Steven D'Aprano steve at pearwood.info
Fri Dec 25 19:14:43 EST 2015


On Sat, 26 Dec 2015 10:01 am, jeanbigboute at gmail.com wrote:

> As an occasional Python user, I'd like to be able to get for myself a
> high-level overview of a package's capabilities.

Best way to do that is to read the package's documentation on the web.


[...]
> Is there a way to determine if a method/function/correct term has items
> underneath it?
> 
> If such a thing exists, I think I could write the code to descend through
> a package's functions/methods, make a list of nodes and edges, send it to
> networkx, and create a graph of a package's capabilities.

Let's say you want to analyse package aardvark.

First thing is to determine whether it is an actual package, or a single
module, or a "namespace package". Namespace packages are new, and I don't
know anything about them, so you're on your own with them.

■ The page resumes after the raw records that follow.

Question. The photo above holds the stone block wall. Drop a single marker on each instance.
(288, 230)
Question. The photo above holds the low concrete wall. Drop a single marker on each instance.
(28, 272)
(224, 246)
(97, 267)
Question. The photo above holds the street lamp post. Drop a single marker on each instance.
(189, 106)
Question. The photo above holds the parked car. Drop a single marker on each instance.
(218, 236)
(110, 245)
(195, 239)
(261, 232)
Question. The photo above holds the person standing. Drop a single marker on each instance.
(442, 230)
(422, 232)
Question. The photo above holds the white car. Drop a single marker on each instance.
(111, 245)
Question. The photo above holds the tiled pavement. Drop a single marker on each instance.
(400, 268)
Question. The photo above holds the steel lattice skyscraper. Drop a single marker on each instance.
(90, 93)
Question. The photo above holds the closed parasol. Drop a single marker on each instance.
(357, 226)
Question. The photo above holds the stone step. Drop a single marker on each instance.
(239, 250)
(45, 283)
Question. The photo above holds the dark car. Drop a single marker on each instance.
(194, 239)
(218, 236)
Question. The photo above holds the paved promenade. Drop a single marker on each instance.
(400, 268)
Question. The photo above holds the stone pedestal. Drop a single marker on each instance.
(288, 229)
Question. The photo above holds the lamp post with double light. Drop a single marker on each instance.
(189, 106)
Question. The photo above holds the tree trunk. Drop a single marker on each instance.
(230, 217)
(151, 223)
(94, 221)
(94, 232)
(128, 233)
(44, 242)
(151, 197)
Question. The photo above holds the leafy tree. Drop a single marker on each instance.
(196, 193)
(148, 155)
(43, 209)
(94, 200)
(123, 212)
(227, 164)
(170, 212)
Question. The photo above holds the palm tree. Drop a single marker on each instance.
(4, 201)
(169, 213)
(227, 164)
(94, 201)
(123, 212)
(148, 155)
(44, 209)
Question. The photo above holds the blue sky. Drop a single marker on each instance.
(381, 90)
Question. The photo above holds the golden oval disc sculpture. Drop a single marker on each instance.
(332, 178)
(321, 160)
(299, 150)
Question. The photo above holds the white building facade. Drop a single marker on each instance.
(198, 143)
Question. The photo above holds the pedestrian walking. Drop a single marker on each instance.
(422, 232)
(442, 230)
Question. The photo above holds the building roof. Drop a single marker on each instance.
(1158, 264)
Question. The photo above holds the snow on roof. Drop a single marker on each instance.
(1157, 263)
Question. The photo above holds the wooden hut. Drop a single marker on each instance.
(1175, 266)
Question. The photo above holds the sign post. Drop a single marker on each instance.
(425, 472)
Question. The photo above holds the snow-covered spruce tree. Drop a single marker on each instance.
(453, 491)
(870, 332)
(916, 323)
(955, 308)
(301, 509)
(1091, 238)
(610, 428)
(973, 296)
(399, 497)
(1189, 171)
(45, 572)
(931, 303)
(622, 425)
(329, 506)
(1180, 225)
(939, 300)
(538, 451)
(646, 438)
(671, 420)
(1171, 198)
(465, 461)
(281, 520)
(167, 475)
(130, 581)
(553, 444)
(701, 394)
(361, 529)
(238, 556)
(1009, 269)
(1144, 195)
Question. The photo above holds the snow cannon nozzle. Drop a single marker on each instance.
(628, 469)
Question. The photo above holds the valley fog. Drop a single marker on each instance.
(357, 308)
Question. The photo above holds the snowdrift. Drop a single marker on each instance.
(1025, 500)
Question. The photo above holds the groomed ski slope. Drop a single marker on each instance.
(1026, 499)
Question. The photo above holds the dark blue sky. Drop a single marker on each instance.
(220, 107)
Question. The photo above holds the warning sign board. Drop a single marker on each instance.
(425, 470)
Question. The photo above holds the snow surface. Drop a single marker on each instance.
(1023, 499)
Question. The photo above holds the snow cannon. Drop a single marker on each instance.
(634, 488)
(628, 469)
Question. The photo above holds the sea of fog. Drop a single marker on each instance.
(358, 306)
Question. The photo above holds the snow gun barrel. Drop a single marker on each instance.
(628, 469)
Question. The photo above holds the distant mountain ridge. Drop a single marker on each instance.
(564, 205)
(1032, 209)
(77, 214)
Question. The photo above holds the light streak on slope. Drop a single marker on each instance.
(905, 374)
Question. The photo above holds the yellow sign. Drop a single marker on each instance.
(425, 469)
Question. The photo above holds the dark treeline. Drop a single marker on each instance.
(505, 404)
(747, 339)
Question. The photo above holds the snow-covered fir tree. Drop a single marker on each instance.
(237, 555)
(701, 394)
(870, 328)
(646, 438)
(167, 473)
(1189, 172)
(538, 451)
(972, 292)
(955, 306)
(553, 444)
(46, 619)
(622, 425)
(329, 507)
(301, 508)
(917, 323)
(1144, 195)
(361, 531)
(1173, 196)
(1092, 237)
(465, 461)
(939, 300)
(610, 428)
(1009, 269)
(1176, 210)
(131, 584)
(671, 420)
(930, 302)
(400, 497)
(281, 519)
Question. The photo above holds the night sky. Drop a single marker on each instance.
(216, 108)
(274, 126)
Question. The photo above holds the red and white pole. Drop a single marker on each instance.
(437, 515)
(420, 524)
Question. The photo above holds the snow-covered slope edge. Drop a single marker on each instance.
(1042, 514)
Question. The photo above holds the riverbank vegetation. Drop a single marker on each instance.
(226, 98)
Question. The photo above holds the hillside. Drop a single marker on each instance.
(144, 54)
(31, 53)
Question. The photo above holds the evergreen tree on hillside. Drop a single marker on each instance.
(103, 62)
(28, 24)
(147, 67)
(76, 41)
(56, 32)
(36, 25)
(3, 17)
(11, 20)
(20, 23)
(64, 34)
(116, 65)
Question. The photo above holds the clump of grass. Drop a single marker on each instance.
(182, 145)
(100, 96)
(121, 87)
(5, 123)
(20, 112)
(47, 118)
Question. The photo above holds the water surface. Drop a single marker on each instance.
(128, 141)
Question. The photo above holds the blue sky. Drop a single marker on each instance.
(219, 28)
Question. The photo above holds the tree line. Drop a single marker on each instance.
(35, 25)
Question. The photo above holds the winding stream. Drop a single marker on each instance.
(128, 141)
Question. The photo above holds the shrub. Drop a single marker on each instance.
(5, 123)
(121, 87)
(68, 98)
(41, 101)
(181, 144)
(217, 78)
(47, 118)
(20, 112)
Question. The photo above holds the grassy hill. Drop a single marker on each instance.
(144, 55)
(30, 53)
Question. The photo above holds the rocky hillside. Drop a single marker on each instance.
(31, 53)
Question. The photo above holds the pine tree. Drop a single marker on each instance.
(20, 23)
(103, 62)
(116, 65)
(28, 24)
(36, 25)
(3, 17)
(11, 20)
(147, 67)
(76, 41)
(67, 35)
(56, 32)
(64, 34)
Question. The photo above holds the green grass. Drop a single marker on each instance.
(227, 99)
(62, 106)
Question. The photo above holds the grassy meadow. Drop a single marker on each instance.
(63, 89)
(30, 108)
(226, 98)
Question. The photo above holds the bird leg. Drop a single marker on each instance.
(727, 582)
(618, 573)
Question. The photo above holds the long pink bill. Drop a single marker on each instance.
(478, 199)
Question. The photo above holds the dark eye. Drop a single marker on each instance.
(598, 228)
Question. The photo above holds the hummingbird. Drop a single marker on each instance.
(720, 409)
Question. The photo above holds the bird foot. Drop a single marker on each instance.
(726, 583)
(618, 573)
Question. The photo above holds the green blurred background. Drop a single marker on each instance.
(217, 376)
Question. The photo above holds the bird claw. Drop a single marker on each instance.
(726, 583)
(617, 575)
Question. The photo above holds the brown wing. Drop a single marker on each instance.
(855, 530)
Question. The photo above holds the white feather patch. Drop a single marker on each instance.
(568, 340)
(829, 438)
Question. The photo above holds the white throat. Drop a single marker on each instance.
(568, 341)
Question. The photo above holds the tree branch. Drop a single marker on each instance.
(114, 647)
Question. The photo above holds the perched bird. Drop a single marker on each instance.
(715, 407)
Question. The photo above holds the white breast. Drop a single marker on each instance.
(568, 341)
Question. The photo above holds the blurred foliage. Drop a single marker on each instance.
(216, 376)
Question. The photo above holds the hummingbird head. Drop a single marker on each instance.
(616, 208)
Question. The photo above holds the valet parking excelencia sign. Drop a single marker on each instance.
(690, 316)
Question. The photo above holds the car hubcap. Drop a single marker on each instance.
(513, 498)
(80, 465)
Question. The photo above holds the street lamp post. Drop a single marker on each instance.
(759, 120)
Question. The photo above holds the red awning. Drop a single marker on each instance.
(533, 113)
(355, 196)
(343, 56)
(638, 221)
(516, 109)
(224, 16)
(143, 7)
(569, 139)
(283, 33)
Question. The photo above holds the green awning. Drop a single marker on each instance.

But for the
others:


import aardvark
if aardvark.__package__ in (None, ''):
    print("regular module")
else:
    print("package")


If it is a regular module, you can use dir() to get a list of names in the
module:


dir(aardvark)
=> returns ['spam', 'eggs', 'Cheese', ...]

For each name, get the actual attribute and inspect what it is:


import inspect
obj = getattr(aardvark, 'spam')
if inspect.isfunction(obj):
    print("it is a function")
elif inspect.isclass(obj):
    print("it is a class")
else:
    print("it is a %s" % type(obj).__name__)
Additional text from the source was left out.